Fall in the Northland by Donald E. Felch
This poem exemplifies beautiful description, moving away from the gloom and doom descriptions of autumn to more beautiful natural scenes. Felch writes of "sparkles" that are "Etched on the windows for all soon to see". He describes sights: "Straw colored stalks with cobs hanging down / Stand in the fields of rich soil brown" and smells: "The smell of fresh leaves and woodsmoke will climb / Into a sky where they meet with the chill". In his poem, the cooler, harvesting aspect of fall is positive rather than negative.


Merry Autumn by Paul Laurence Dunbar
In a complete reversal from the tone of Shakespeare, Hood and others, Dunbar celebrates autumn. In his mind it is not a dismal season but a merry one. "It's all a farce, -these tales they tell / About the breezes sighing," he begins, "And moans astir o'er field and dell, / Because the year is dying." Dunbar steps away from the common and overused autumn/death metaphor and uses a new perspective on it. His autumn is happier, merry, filled with birds, butterflies and laughing creeks. "The seed burs all with laughter crack" and "leaves that should be dressed in black / Are all decked out in crimson." Rather than mourning, Dunbar's autumn is filled with merry-making.


The Weather in Verse by Marc Cook
Cook takes Dunbar's reversal one step further, and discredits all types of generic feelings and thoughts about the seasons.
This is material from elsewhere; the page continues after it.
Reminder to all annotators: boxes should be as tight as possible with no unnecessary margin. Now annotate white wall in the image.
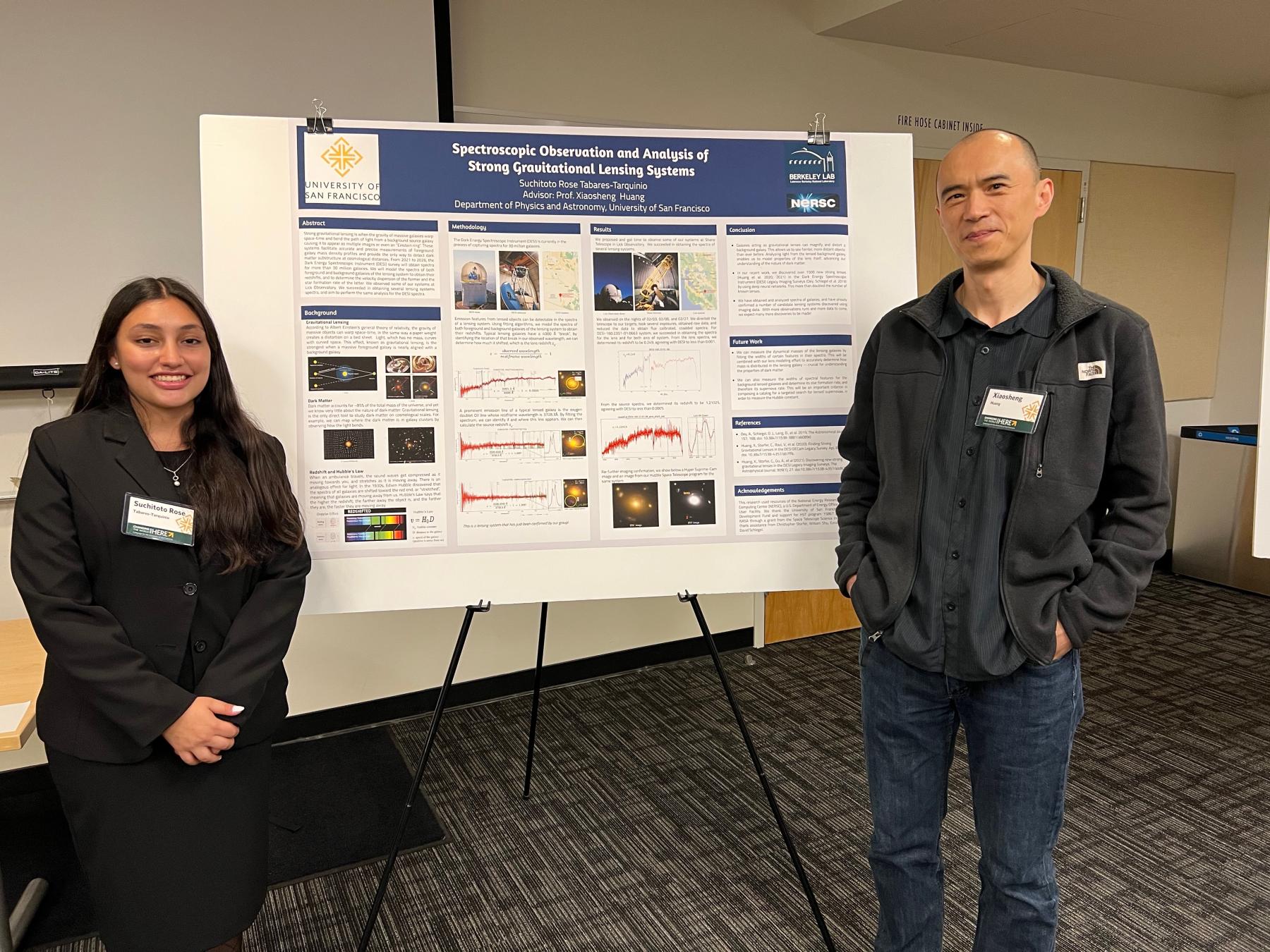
[1209,94,1270,422]
[7,0,1270,769]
He observes that "writing verses on the several solar seasons / Is most uncertain business". He "respectfully decline[s]" a gloomy November sonnet because "the weather was as balmy as in Florida you'd find". Spring, as well, denies him the generic poem of warmth and new life when "while I sang of gentle Spring I swear it up and snowed!" Cook's poem mocks the idea of each season having just one set of mood and type of weather.